We found higher skin AF-EEMS levels in a substantial number of subjects using ACE inhibitors or ATII antagonists compared to subjects not using these agents, and their use was independently associated with skin AF-EEMS in multivariate analysis. This seems surprising because these agents have been found to reduce AGE accumulation in animal studies and in vitro studies [31–35]. In our SSc patients, these agents were used for a long period for several reasons, such as hypertension and Raynaud's phenomenon. Therefore, this treatment would have been expected to diminish AGE accumulation.
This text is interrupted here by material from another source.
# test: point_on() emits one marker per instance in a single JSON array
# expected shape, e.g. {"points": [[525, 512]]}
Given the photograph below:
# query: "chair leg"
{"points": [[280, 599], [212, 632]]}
We found higher skin AF-EEMS levels in subjects using these agents, but it cannot be ruled out that AGE accumulation was even more pronounced before agents intervening in the renin-angiotensin system were used.
Skin fibrosis in SSc could be a possible explanation of the lack of increase in AF-EEMS values that we had expected to occur, although we only included patients with limited cutaneous SSc, who had no significant fibrosis of the forearm. AGE accumulation and skin autofluorescence are strongly related to collagen-linked fluorescence and, thereby, to the usually very long half-time (15–20 years) of collagen. Previously reported increases in both collagen synthesis but especially increased degradation of skin collagen in SSc suggest that our results in SSc patients may be explained by accelerated skin collagen turnover [36–40]. In that case, the accelerated degradation of skin collagen could have prevented skin AGE accumulation and masked the effects of oxidative stress on AGE formation. Although assessment of skin AF-EEMS was performed at visible and palpable nonlesional skin to prevent influences by the presence of skin fibrosis, this influence cannot be ruled out completely. Also, increased collagen turnover may not be limited to affected skin only.
In conclusion, although oxidative stress seems present in SSc and is an acknowledged important factor in the generation of AGEs, increased levels of AGEs, as determined by skin autofluorescence, were not found. We cannot rule out that accumulation of AGEs in SSc patients was prevented by the use of ACE inhibitors or ATII receptor blockers, and by accelerated skin collagen turnover in clinically unaffected areas.
Conflict of Interests
R. Graaff and A. J. Smit are both founders of DiagnOptics BV, the Netherlands, manufacturing autofluorescence readers (http://www.diagnoptics.com/). The other authors have nothing to declare.
Acknowledgments
The authors thank Dan Zhang and Hans Nienhuis for their assistance in the performance of skin AF-EEMS measurements.